The community reacts to the White Cloud tragedy at Northwest Point.

By Richard Green

On the morning of April Fool’s Day 2013, Art Pickering approached the pristine reefs off the western end of Providenciales and couldn’t believe his eyes. Anchored between the popular Amphitheatre and Chimney dive sites was the 200+ foot megayacht White Cloud, more than two kilometres north of the designated anchorage for vessels longer than 60 feet. Pickering, the Turks & Caicos Islands’ scuba icon and founder of Provo Turtle Divers, told the captain that the vessel should not be there. He also called the government’s Department of Environment and Maritime Affairs (DEMA) to report the situation.

Meanwhile, dive operators Stephanie Wallwork, Nigel Suffolk, Geron Russell, O’Daine Campbell and Alexander (“Roddy”) McLeod from Provo Turtle Divers, Beaches Resort and Dive Provo photographed the damage White Cloud’s massive anchor chain was doing below.

The White Cloud is a 220 ft. megayacht.

The chain swept back and forth across the reef crest and wall with the movement of the yacht, uprooting more than 10,000 hard and soft corals and sponges. Invaluable habitat and the complex web of marine life were also disrupted or destroyed.

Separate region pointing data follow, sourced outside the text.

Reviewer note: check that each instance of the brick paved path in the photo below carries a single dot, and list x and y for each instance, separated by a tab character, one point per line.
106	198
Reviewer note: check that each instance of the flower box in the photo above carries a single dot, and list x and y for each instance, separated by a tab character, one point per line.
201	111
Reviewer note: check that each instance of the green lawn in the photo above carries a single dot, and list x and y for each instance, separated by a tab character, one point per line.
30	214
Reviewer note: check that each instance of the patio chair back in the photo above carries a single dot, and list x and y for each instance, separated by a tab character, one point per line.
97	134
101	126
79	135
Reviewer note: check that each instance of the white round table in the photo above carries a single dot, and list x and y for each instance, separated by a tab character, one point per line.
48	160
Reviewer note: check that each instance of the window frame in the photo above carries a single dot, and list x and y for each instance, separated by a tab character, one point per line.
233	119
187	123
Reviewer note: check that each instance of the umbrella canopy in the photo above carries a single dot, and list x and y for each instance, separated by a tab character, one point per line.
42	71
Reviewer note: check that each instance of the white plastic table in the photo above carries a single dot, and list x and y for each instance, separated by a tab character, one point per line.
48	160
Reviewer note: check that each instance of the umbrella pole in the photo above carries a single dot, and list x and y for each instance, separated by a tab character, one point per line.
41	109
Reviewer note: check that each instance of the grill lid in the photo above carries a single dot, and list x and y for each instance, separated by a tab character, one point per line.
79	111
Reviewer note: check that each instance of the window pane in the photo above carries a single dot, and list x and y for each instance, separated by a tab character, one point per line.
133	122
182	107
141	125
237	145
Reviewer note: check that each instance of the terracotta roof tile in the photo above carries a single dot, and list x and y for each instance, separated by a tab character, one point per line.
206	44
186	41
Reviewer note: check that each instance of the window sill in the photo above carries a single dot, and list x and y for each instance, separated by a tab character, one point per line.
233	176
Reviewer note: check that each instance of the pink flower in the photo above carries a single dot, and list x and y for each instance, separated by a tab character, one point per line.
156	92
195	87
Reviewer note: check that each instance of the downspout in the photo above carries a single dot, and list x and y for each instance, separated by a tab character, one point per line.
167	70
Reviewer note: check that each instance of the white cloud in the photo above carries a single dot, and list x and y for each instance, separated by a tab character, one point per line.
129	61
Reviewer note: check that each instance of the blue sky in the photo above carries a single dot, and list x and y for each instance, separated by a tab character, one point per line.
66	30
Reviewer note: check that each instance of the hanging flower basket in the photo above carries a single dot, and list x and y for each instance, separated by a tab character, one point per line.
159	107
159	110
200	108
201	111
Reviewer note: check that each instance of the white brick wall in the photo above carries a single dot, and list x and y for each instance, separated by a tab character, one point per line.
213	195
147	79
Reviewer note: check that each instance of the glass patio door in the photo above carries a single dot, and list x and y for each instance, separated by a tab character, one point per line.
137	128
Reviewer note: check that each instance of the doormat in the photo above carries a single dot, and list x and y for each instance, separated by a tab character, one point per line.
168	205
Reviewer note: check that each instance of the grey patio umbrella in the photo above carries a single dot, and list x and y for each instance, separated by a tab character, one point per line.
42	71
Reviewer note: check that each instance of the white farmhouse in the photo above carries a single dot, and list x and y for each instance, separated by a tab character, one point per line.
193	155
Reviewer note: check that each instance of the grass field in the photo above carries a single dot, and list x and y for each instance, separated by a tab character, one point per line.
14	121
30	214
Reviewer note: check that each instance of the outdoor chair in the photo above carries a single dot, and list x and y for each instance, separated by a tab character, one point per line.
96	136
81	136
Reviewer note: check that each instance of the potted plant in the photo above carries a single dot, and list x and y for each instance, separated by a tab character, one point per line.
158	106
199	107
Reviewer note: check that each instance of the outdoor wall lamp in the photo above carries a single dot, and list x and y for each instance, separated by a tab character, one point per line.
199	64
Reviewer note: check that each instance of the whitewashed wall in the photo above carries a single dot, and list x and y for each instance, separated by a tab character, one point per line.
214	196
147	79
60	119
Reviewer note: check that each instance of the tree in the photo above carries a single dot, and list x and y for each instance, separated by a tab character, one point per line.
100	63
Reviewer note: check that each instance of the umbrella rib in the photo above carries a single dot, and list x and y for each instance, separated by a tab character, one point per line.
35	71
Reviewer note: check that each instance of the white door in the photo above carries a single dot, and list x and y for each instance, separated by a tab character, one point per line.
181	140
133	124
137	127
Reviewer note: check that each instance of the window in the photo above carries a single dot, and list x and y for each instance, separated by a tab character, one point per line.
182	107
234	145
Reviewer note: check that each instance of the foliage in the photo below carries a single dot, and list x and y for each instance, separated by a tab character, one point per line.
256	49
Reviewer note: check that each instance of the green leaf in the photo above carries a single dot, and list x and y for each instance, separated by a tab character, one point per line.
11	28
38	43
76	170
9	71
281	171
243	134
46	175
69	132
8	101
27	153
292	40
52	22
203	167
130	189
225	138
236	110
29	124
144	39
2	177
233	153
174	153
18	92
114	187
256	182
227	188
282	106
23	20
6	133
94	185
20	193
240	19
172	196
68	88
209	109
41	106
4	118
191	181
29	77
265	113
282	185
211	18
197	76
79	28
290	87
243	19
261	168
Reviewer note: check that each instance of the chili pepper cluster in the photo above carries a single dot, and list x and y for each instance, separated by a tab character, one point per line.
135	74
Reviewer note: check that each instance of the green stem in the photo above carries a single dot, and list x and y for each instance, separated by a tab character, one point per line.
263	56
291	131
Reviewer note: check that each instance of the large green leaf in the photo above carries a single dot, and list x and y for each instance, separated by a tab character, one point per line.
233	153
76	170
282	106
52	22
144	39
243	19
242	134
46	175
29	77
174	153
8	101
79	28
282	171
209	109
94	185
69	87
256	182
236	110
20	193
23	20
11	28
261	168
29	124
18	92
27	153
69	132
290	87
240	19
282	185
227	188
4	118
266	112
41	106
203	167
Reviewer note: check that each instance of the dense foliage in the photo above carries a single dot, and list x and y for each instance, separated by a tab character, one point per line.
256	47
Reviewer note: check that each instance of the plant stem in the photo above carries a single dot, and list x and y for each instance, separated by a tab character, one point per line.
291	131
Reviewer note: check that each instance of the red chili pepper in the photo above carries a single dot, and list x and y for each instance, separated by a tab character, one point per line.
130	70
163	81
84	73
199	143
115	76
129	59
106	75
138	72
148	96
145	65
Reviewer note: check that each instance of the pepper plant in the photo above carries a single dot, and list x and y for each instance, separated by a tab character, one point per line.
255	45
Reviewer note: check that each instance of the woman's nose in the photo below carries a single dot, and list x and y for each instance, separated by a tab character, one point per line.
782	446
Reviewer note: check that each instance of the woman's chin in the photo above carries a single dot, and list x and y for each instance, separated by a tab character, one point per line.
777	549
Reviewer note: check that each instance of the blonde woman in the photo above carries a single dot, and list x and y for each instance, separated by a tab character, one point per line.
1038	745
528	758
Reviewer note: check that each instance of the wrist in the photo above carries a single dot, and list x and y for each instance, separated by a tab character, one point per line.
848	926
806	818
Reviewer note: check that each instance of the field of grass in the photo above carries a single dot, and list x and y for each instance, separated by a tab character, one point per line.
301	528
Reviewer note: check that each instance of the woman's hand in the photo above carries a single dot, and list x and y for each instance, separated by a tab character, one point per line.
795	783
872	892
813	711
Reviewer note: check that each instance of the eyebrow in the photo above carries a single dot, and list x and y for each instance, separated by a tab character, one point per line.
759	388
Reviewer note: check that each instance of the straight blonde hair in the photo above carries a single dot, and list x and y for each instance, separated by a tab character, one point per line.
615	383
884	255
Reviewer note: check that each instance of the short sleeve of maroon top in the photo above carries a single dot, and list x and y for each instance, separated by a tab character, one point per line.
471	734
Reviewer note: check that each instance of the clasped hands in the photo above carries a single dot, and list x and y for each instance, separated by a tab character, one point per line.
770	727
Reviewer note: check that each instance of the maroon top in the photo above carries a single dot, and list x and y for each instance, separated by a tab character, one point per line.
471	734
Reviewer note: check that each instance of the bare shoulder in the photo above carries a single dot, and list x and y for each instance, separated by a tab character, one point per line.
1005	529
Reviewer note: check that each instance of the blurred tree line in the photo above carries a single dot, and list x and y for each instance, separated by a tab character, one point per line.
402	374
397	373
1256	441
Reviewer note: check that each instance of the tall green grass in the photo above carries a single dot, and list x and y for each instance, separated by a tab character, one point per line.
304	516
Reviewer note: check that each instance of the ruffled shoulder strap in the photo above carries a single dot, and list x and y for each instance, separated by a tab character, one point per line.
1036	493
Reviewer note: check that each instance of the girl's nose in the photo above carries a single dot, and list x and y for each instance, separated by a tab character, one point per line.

While legal matters are drawn out and are still pending at press time, something had to be done quickly to stabilize as many corals as possible to prevent suffocation by sand and sediment so they could be transplanted and hopefully saved.

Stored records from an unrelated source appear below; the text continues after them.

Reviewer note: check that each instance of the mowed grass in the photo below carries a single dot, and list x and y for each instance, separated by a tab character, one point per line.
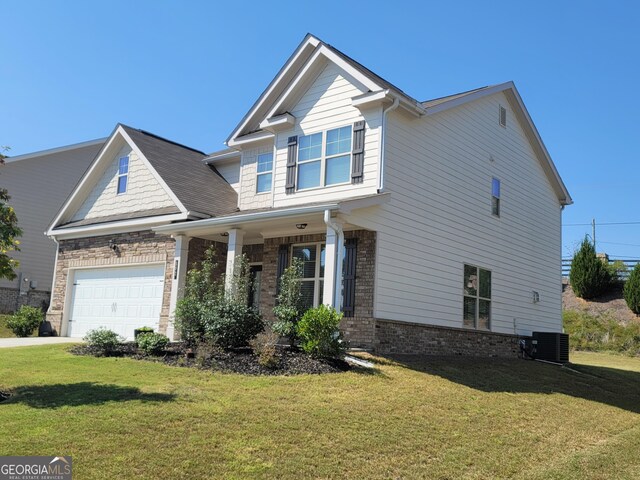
437	418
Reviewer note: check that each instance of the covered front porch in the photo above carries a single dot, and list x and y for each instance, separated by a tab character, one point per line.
337	253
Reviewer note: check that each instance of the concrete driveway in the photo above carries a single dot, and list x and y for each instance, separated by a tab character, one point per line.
31	341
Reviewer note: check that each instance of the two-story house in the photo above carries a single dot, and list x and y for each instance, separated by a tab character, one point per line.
435	226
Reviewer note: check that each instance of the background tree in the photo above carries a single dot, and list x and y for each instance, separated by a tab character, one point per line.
589	276
9	231
632	290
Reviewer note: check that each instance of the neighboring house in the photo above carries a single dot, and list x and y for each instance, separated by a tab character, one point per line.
434	226
38	184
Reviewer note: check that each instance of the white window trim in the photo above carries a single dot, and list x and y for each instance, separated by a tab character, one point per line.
264	173
317	278
323	160
477	298
126	188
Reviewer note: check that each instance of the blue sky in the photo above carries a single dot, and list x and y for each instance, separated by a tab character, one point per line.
190	70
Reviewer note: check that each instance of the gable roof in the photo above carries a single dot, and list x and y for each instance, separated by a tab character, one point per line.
198	186
197	189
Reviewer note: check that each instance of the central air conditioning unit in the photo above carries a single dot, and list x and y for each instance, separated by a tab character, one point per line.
552	346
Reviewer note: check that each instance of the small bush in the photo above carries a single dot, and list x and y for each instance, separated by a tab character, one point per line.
103	341
632	290
231	324
25	321
319	333
264	346
601	333
589	275
152	343
289	308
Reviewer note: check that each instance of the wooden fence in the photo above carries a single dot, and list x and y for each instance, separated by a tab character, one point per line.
629	262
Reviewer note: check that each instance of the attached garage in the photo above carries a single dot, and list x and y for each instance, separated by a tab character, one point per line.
118	298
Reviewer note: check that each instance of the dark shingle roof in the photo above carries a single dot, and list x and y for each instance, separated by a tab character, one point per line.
198	186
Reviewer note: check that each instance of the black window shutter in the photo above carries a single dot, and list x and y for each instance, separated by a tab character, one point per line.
357	165
283	263
292	155
349	278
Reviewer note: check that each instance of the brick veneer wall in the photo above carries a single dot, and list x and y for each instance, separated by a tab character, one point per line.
415	338
11	300
359	329
133	248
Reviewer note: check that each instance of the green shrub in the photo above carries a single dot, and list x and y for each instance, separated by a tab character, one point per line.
289	308
231	324
25	321
264	346
632	290
103	341
152	343
601	333
319	333
589	276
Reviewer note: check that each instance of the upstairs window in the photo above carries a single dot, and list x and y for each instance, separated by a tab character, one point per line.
324	158
265	173
477	298
123	174
495	197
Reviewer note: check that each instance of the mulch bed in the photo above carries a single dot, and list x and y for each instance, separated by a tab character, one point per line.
290	361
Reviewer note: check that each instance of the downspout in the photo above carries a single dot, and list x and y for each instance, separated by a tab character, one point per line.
55	269
391	108
337	228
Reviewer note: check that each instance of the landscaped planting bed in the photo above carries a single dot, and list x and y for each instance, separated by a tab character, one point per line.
242	360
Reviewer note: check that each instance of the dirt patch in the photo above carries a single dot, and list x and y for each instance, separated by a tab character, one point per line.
290	362
612	303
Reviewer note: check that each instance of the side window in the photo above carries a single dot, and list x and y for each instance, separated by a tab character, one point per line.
123	174
265	173
495	197
477	298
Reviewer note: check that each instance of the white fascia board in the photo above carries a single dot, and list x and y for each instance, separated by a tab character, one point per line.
251	138
240	219
85	179
51	151
132	225
281	121
223	157
153	171
323	51
309	40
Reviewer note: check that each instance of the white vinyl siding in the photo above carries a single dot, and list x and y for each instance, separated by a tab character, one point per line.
38	187
144	192
326	105
437	219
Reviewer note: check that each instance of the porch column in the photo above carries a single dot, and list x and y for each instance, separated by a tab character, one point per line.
332	293
177	280
234	250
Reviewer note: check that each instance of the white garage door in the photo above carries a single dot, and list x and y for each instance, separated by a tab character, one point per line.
120	299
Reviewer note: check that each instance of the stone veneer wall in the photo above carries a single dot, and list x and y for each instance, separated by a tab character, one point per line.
133	248
415	338
359	329
11	300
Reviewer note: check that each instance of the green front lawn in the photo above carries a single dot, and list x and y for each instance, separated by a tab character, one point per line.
439	418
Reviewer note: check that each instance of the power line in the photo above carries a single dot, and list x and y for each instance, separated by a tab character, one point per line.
599	224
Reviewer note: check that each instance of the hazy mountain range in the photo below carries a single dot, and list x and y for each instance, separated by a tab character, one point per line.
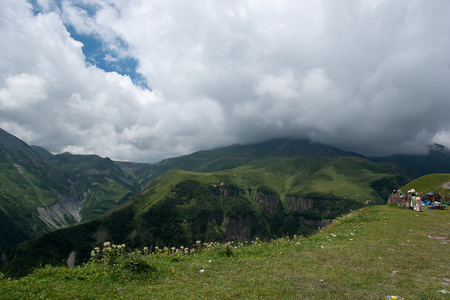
268	189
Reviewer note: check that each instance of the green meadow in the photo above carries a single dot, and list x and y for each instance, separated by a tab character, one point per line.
367	254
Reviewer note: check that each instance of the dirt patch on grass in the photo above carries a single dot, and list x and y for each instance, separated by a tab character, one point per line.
443	238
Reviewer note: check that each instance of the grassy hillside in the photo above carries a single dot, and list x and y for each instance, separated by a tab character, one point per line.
368	254
439	183
265	199
234	156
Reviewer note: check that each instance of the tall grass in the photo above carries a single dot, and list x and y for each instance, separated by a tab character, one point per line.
367	254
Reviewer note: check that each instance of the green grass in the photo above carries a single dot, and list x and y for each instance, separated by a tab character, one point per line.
368	254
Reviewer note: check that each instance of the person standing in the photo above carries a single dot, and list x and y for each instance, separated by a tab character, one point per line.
418	203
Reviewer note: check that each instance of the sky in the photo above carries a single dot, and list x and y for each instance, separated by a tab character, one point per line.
144	80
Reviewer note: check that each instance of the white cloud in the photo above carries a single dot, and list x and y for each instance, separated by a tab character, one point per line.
353	74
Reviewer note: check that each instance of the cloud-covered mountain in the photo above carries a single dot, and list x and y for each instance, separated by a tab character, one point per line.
365	76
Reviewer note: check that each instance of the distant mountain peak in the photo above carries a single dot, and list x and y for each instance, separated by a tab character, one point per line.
438	148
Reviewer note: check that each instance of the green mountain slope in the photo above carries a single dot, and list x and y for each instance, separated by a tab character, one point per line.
437	160
41	192
369	254
439	183
266	199
238	155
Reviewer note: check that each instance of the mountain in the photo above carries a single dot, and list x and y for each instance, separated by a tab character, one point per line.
437	160
238	192
41	192
266	198
438	183
239	155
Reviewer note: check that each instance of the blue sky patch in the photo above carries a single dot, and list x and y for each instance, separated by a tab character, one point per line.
94	49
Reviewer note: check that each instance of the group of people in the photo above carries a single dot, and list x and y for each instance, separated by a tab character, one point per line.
413	200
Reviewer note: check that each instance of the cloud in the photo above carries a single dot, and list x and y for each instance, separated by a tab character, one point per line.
366	76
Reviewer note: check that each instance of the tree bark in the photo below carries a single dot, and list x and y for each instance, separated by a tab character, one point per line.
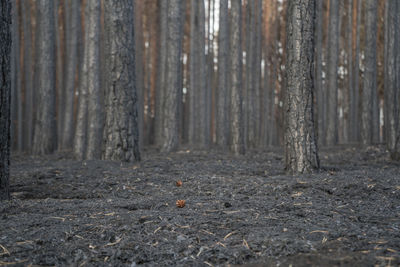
369	106
28	73
235	51
161	73
174	48
5	94
318	86
72	46
16	80
121	140
392	91
332	84
222	90
88	138
300	145
45	136
357	62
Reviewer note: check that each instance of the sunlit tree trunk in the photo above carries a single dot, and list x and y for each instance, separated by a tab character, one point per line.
300	145
5	93
45	136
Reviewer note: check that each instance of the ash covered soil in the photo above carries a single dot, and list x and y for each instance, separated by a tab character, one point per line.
239	211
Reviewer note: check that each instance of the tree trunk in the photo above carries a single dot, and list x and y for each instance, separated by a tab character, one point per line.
369	94
235	51
318	86
357	62
222	90
138	6
392	91
332	84
45	136
72	46
28	72
16	80
174	48
161	73
5	93
300	145
121	140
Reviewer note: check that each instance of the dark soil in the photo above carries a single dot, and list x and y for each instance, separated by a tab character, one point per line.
239	210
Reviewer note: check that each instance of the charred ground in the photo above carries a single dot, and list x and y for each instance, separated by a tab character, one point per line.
239	210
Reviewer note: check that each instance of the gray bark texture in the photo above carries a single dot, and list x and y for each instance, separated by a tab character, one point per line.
236	95
254	73
5	94
28	72
222	90
174	49
357	62
88	138
319	90
369	114
45	135
161	73
16	81
139	67
198	133
300	145
72	45
392	69
332	83
121	133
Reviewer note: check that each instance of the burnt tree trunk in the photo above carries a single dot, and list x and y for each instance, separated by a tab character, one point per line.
300	145
5	93
331	132
45	135
174	48
236	95
369	117
392	90
121	133
222	89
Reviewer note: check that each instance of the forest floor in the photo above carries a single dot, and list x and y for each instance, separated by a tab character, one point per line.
239	211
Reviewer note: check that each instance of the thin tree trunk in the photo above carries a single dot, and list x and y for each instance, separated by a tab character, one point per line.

The reef system is much more than an internationally famous playground for divers. Its ecological benefits are essential to the country’s fisheries but also contribute to sand resources and aid in structural protection from storm damages and to maintain water clarity. All of this is critical to the country’s tourism-based economy.

With government departments operating on meager funding during difficult economic times, the disaster stretched DEMA’s resources beyond capacity. Thankfully, the community responded unselfishly to DEMA’s appeal for assistance.

Provo Turtle Divers and Caicos Adventures provided dive equipment and tanks for all the preliminary studies on the damaged reef, while long-term resident and Dive Master Judy Dirckx assisted expert James Harold Hudson throughout his damage assessment.

The beauty of a healthy coral reef is irreplaceable.

Funded by an emergency stipend approved by Cabinet, long-term resident and marine ecologist Marsha Pardee’s Provo-based company MerAngel Ecological Services spearheaded the rescue operation. The team of local volunteers included Don Stark, Suzanne Levay, Ted Levay, Jackie Walker, David Stone, Lizzie Baldwin, David Goring, Brent Forbes, Matt Slattery, Tina Randell, Camille Slattery, Mike Casanova, Dominique Weilermann, Frank Gerstner and Violette Moser. Boat support was provided by Big Blue Unlimited and Ocean Ventures.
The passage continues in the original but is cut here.